The experiments are actually Human-trials, which is illegal and also related to medical mafia. Realizing that Hariprasad is the mastermind behind the murders, Ram, along with Rajanna lead Hariprasad and his henchman into a trap where Hariprasad divulges that he had injected viruses into 20 people for medical-trials. When the experiment resulted in disastrous reports, he decide to finish off the villagers using the henchmen, by making everyone believe that Badrinarayana is behind the murders, thus leaving no evidence tying him to the crime.

However, Ram's insurance policy had landed them in trouble. Due to this, Hariprasad had to kill Gopalayya and targeted Ram. After the confession, Ram reveals about knowing Hariprasad's involvement in medical mafia where he along with Rajanna kills the henchmen and Hariprasad. After killing Hariprasad, Rajanna tells Ram to reveal the truth about Hariprasad's ugly intentions. but Ram disagrees stating that every doctor, who are dedicating their lives to stop the COVID-19 virus will be degraded and their reputation will be spoiled, thus leaving the truth to be buried.

== Cast ==
- Anish Tejeshwar as Ramarjuna alias Ram
- Nishvika Naidu as Kushi
- Rangayana Raghu as Peter, Kushi's father
- Bala Rajwadi as Badrinarayan's henchman
- Ravi Kale as Badrinarayana
- Sharath Lohitashwa as Rajanna
- Appanna as Ram's boss
- Manjunath Gowda as Badrinarayana's henchman
- Harish Raj as Dr.
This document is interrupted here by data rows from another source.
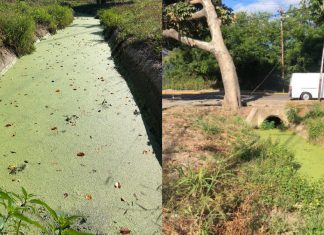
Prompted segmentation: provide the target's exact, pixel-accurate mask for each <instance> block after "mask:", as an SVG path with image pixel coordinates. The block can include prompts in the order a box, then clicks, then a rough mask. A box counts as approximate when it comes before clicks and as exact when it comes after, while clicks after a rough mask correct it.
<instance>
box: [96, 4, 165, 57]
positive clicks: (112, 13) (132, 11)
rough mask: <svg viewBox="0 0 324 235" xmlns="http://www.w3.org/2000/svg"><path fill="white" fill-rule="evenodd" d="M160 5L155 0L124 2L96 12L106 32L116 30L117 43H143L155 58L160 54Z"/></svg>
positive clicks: (160, 8) (160, 25) (159, 4)
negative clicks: (150, 51) (145, 45)
mask: <svg viewBox="0 0 324 235" xmlns="http://www.w3.org/2000/svg"><path fill="white" fill-rule="evenodd" d="M161 11H162V3H161V1H157V0H153V1H152V0H145V1H140V0H135V1H125V2H123V4H119V5H116V6H112V7H110V8H109V9H103V10H101V11H99V12H98V16H99V18H100V20H101V22H102V24H103V25H104V26H105V27H106V28H107V29H108V30H114V29H118V35H117V36H118V37H119V41H124V40H127V39H128V40H130V42H132V43H136V42H142V43H145V44H146V46H147V49H148V50H150V49H152V50H153V51H154V54H155V56H156V57H157V58H160V54H161V37H162V36H161V20H162V18H161Z"/></svg>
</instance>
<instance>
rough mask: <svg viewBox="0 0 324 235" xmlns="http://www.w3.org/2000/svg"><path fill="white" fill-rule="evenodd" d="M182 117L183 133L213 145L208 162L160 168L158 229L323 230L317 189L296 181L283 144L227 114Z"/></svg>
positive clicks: (249, 231)
mask: <svg viewBox="0 0 324 235" xmlns="http://www.w3.org/2000/svg"><path fill="white" fill-rule="evenodd" d="M190 120H191V123H186V124H185V125H186V126H187V127H188V128H187V129H186V132H187V133H192V132H193V131H195V133H196V135H197V136H199V135H201V134H204V135H205V140H206V141H208V140H210V141H212V142H213V143H215V144H216V145H217V146H215V147H214V148H213V149H214V151H208V154H209V155H210V156H211V157H212V159H213V160H212V161H211V162H210V164H208V165H207V166H205V165H204V163H203V162H204V161H205V158H204V157H201V159H200V161H199V160H198V162H195V163H189V162H188V163H187V164H184V165H177V166H174V168H170V169H165V172H169V175H168V176H166V177H165V179H164V191H163V197H164V216H165V221H166V223H165V225H164V232H166V233H168V232H169V233H172V232H175V233H179V234H254V233H255V234H259V233H260V234H268V233H269V234H279V233H294V234H322V233H323V232H324V226H323V225H322V220H323V218H324V204H323V200H324V185H323V183H320V182H312V181H309V180H308V179H306V178H304V176H301V175H300V174H299V173H298V168H299V165H298V164H297V163H296V162H295V161H294V156H293V154H292V153H290V152H289V151H287V150H286V148H285V146H282V145H280V144H278V143H276V142H271V141H270V140H261V139H260V138H259V136H258V135H257V134H256V133H255V132H254V130H253V129H251V128H249V127H248V126H247V125H246V124H245V123H244V121H243V120H242V119H240V118H238V117H235V116H234V117H229V116H223V115H213V114H212V115H211V114H209V115H206V114H202V115H201V116H198V117H197V116H192V118H191V119H190ZM184 139H186V137H184ZM224 147H225V149H224ZM195 149H199V147H198V146H195ZM215 149H216V150H215ZM220 150H221V151H220ZM174 154H177V153H174ZM179 156H181V154H180V155H179ZM190 156H193V153H190V152H189V156H188V157H189V158H190ZM172 159H175V158H172ZM165 167H169V165H168V164H165Z"/></svg>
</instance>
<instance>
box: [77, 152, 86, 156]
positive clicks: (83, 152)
mask: <svg viewBox="0 0 324 235" xmlns="http://www.w3.org/2000/svg"><path fill="white" fill-rule="evenodd" d="M84 155H85V153H84V152H79V153H78V154H77V156H78V157H83V156H84Z"/></svg>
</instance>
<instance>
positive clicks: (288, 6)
mask: <svg viewBox="0 0 324 235" xmlns="http://www.w3.org/2000/svg"><path fill="white" fill-rule="evenodd" d="M299 2H300V0H281V1H280V0H263V1H262V0H257V1H255V2H253V3H250V4H246V5H244V4H242V3H239V4H236V5H235V6H234V7H233V8H234V11H236V12H237V11H246V12H259V11H263V12H264V11H265V12H269V13H275V12H277V11H278V10H279V9H280V8H283V9H287V8H288V7H289V6H290V5H296V4H299Z"/></svg>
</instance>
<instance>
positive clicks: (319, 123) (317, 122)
mask: <svg viewBox="0 0 324 235" xmlns="http://www.w3.org/2000/svg"><path fill="white" fill-rule="evenodd" d="M306 125H307V127H308V136H309V139H310V140H312V141H316V140H320V139H321V138H323V137H324V118H315V119H309V120H307V121H306Z"/></svg>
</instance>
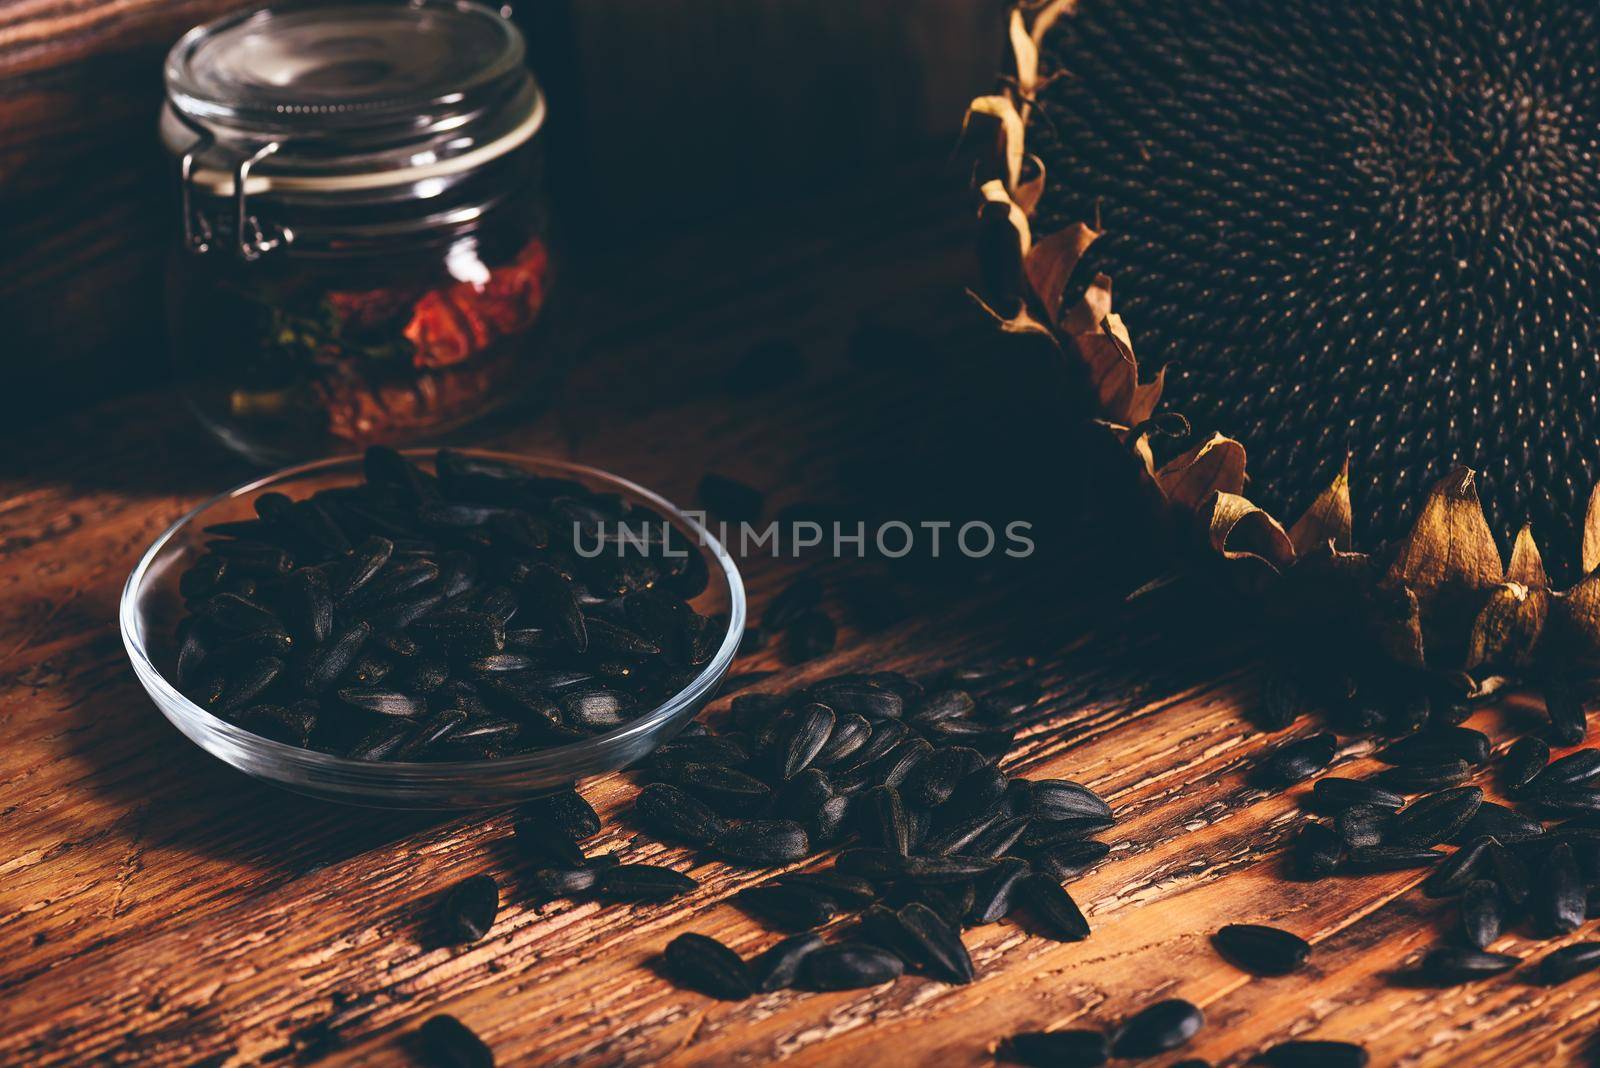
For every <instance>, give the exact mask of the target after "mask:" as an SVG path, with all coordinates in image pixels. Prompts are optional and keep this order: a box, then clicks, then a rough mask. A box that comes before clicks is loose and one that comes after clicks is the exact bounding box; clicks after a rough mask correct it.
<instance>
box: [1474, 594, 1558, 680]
mask: <svg viewBox="0 0 1600 1068" xmlns="http://www.w3.org/2000/svg"><path fill="white" fill-rule="evenodd" d="M1549 609H1550V595H1549V593H1546V592H1544V590H1530V588H1528V587H1526V585H1523V584H1520V582H1502V584H1501V585H1499V587H1496V588H1494V592H1493V593H1490V600H1488V601H1485V604H1483V609H1482V611H1480V612H1478V616H1477V619H1475V620H1472V638H1470V641H1469V643H1467V660H1466V668H1467V670H1469V671H1470V670H1474V668H1478V667H1517V668H1520V667H1526V665H1528V664H1530V662H1531V660H1533V651H1534V648H1536V646H1538V643H1539V636H1541V635H1542V633H1544V620H1546V617H1547V616H1549Z"/></svg>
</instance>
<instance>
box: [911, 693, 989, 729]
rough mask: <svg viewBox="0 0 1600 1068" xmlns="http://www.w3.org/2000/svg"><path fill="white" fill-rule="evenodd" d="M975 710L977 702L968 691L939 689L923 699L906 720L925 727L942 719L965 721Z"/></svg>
mask: <svg viewBox="0 0 1600 1068" xmlns="http://www.w3.org/2000/svg"><path fill="white" fill-rule="evenodd" d="M976 710H978V702H976V700H973V695H971V694H970V692H968V691H965V689H941V691H936V692H933V694H928V695H926V697H923V699H922V703H918V705H917V708H915V710H914V711H912V713H910V715H909V716H907V718H909V719H910V721H912V723H915V724H918V726H926V724H933V723H939V721H942V719H966V718H968V716H971V715H973V713H974V711H976Z"/></svg>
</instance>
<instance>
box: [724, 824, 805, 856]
mask: <svg viewBox="0 0 1600 1068" xmlns="http://www.w3.org/2000/svg"><path fill="white" fill-rule="evenodd" d="M714 846H715V849H717V852H720V854H722V855H723V857H725V859H728V860H733V862H736V863H742V865H749V867H763V865H766V867H770V865H784V863H794V862H795V860H803V859H805V857H806V855H810V852H811V839H810V838H808V836H806V833H805V828H803V827H800V825H798V823H795V822H794V820H744V822H739V823H733V825H731V827H728V828H726V830H725V831H723V833H722V835H718V836H717V839H715V843H714Z"/></svg>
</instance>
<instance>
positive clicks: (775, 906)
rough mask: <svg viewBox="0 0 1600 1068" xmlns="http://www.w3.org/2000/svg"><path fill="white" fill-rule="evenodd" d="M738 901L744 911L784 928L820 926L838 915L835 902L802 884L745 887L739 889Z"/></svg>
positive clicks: (836, 907)
mask: <svg viewBox="0 0 1600 1068" xmlns="http://www.w3.org/2000/svg"><path fill="white" fill-rule="evenodd" d="M738 902H739V908H742V910H744V911H747V913H750V915H752V916H757V918H760V919H763V921H766V923H770V924H771V926H774V927H782V929H786V931H808V929H811V927H821V926H822V924H826V923H827V921H830V919H832V918H834V916H835V915H838V902H835V900H834V899H832V897H829V895H827V894H824V892H821V891H814V889H810V887H805V886H782V884H776V883H765V884H762V886H749V887H746V889H742V891H739V894H738Z"/></svg>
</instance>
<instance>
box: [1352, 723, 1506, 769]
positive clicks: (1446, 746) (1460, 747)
mask: <svg viewBox="0 0 1600 1068" xmlns="http://www.w3.org/2000/svg"><path fill="white" fill-rule="evenodd" d="M1378 758H1379V759H1382V761H1384V763H1389V764H1442V763H1445V761H1448V759H1464V761H1467V763H1469V764H1486V763H1488V759H1490V739H1488V735H1486V734H1483V732H1482V731H1474V729H1472V727H1422V729H1421V731H1418V732H1416V734H1410V735H1406V737H1403V739H1400V740H1398V742H1395V743H1394V745H1390V747H1387V748H1386V750H1382V751H1381V753H1378Z"/></svg>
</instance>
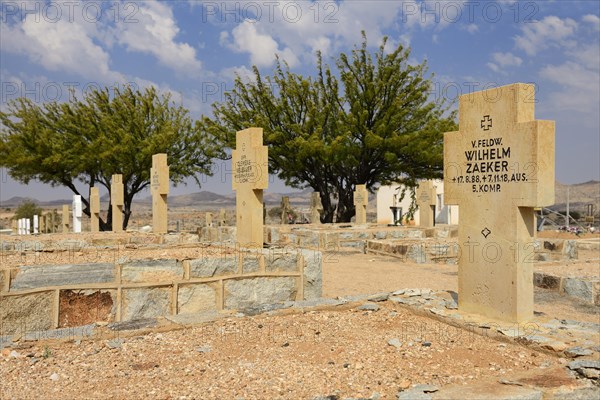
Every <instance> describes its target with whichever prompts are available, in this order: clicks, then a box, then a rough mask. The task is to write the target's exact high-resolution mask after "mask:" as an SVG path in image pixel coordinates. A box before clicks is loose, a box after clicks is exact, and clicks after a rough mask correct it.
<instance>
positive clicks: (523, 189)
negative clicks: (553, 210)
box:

Hariprasad

== Soundtrack ==

===Songs===

| No. | Title | Lyrics | Singer(s) | Length |
|---|---|---|---|---|
| 1. | "Manase chooru" | Naveen Reddy G | Puneeth Rajkumar | 04:19 |
| 2. | "Bloodshed of Ramarjuna" | Sai Sarvesh | Vasishta Simha | 04:49 |
| 3. | "Bad Boy" | Kiran Chandra | Chandan Shetty | 04:17 |
| 4. | "Oh Jeeva" | V. Nagendra Prasad | Vijay Prakash | 04:16 |

==Release==
The movie was released on 29 January 2021. Karthik Gowda of KRG Studios released both the Kannada and Telugu versions of the movie.

== Reception ==
=== Critical response ===
Sunayana Suresh of The Times of India gave 3/5 stars and wrote "Ramarjuna is a fun commercial entertainer if you're in the mood for one." Udayavani wrote "Anish tried to tell a common story in a thrilling way with some turn and twist. If more attention had been paid to the screenplay and if the pace of the narration had been increased a bit, Ramarjuna could have reached the audience more effectively." Asianet Suvarna News wrote "Aneesh, who has told a story that is interesting and connected to current developments, has won as a director in the very first step."

A. Sharadhaa of The New Indian Express gave 3/5 stars and wrote "Aniissh had good and sensitive content, with various subplots, however, the execution has been sensationalised with commercial aspects. With a good background score and a couple of nice songs, Ramarjuna by, for and of Aniissh makes for a decent one-time watch." The Hans India gave 2.5/5 stars and wrote "Ramarjuna could have been a little more fun-filled. Overall, the approach to the subject is very casual. The film lacks sensitive touch and loses entertaining element as the director has followed the same old mass formula."